Mary Lowther column: Cover crops important to helping soil retain water

Dry surface soil may look discouraging, but as long as the plants can access water they won’t dry out
17091071_web1_June5Lowther
Winter rye, mostly cut down and crimson clover cover crop, building soil. (Mary Lowther photo)

By Mary Lowther

A hundred years ago John Widtsoe, president of the Agricultural College of Utah, reported that several American agricultural experimentation stations found that “on deep and somewhat dry soils, corn roots grew down eight feet” and “potato roots filled the soil fully to a depth of three feet: sugar beets to a depth of nearly four feet.”

Widtsoe explained that the crops grew this deeply because in most cases the subsoil was almost as fertile as the topsoil. Therefore, he concluded, we should do everything we can to increase this water-retaining ability of the lower levels of soil and encourage our vegetables to develop deep roots to access this layer and withstand dry summers.

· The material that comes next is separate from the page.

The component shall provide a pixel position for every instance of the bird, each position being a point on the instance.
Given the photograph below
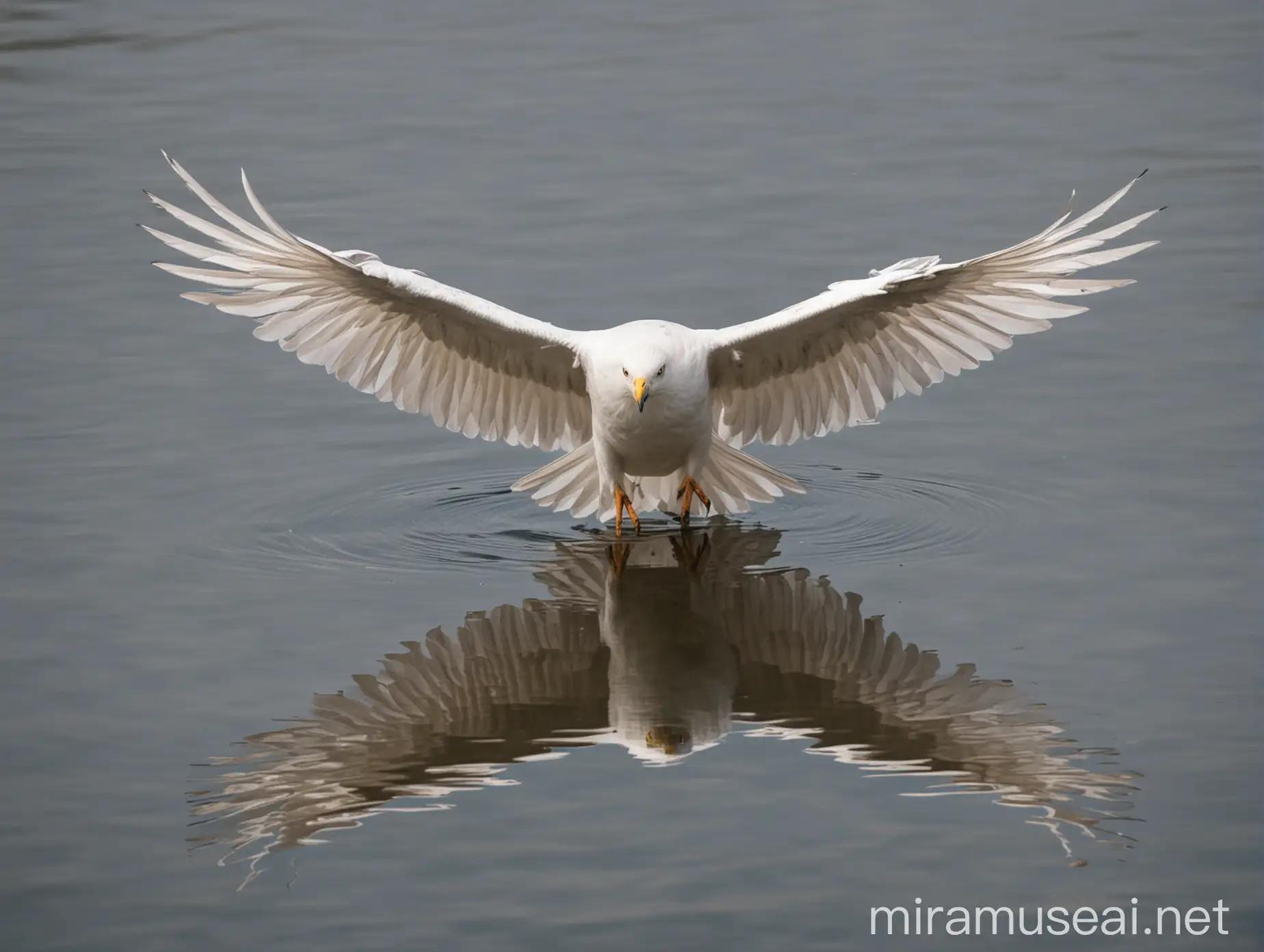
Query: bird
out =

Cover crops are sown for a number of reasons. When first breaking the land, cover crops like crimson clover and winter rye suppress undesirable weeds; later they prevent soil erosion when the land lies fallow, but at all times they grow roots that will rot in the soil when the crop is killed and turned into humus by soil organisms, creating this fertile layer.

Grasses in particular send roots deeply, filling the soil all the way down so that when the tops are cut down and allowed to rot, the roots compost underground, exactly what we want in drought conditions. Legumes like clover, alfalfa, vetch and fava beans can send down roots four feet, filling the soil with nitrogen they capture from the air. The combination of various cover crops fills both the upper and lower levels of soils, occupying more of the space than if we used a single crop.

Widtsoe says that in order to encourage deep roots we should also not have an excess of moisture in the upper soil, and that cultivating surface soil will break shallow roots and encourage plants to send down deeper roots. Dry surface soil may look discouraging, but as long as the plants can access water in the lower levels they won’t dry out.

Thus, by using cover crop at every opportunity, but especially overwinter when they can capture and retain water along with nutrients, we can build up compost in the lower levels of our soils. Along with using soaker hoses and breaking up surface roots of crops by hoeing to encourage deep root development, we should be able to have abundant gardens despite drought and water restrictions.